Roles in drupal are stored as id, name, weight. id is generated based on the database being incremented, so anonymous is always user rid 1 and authenticated rid is always 2. After that, it’s the wild west of whoever comes first gets the next id.
Well, if Roles 1 and 2 are created then Role 3, they’ll get ids of 3,4,5.
If Role 3 is created then Roles 1 and 2, they’ll get ids of 3,4,5 but all views, rules, blocks, anything associated to the rid identifier is now associated with the wrong role!
Without this knowledge you could have oh, i don’t know, made all your admin blocks visible the ‘bosswhopays’ role on production and not understood why :). This would also happen if your in dev and have a role that doesn’t move up to production that was created prior to the others that are about to. You move the features up, and none of the settings are kept.
So how do we avoid Role-mageddon?
Role Export adds a column called machine_name to the role table, and then uses the machine_name value to generate a md5 hash value which is used to create the rid.
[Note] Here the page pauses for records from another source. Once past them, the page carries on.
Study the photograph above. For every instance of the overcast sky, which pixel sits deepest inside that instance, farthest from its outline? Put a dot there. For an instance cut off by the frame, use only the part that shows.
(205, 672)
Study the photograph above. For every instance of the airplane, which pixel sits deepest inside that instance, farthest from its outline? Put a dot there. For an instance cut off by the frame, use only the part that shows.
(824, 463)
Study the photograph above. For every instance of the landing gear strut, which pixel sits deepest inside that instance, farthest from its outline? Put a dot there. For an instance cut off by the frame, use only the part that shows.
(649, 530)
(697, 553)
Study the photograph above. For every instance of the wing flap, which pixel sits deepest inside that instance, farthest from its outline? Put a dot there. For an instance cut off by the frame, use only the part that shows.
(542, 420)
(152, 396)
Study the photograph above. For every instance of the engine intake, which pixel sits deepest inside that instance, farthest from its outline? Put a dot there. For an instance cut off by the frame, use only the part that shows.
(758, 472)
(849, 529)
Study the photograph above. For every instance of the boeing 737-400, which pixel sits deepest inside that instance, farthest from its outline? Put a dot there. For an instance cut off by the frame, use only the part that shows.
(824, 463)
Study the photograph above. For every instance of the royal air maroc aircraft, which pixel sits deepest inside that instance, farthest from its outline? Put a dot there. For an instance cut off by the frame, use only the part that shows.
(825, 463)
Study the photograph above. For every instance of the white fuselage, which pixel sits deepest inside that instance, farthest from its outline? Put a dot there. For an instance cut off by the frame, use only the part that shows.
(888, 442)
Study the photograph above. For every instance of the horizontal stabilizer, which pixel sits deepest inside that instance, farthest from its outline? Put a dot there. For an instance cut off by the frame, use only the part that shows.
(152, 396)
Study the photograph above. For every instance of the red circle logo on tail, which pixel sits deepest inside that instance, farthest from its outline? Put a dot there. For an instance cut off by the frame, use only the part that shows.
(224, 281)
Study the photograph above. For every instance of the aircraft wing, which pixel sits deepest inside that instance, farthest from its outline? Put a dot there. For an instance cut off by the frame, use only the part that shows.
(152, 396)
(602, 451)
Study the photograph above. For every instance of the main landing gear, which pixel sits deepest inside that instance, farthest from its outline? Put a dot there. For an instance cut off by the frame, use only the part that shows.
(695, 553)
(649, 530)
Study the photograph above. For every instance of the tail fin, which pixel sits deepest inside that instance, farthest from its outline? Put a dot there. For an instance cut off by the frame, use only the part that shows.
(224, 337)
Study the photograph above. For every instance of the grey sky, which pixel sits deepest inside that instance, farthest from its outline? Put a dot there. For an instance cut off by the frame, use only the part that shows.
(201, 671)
Then, so long as machine_names are unique, it effectively gaurentees that rid’s are unique and won’t collide with other roles that you import / migrate.
The import / export order no longer matters because they’ll always map to
Great for the future, but what about my existing site?
Role Export had support for automatically remapping the updated rid so your users roles don’t get lost, as well as the admin role variable and the permissions associated to the role. That’s great, without those this would have been basically worthless for existing sites.
What my patch of infinite lack of sleep provides, is the same exact thing but for Views, Rules, Blocks, Masquerade settings (since that has security implications and is popular) as well as a hook that can be invoked to fix your other variables like IMCE, Piwik, and LTI.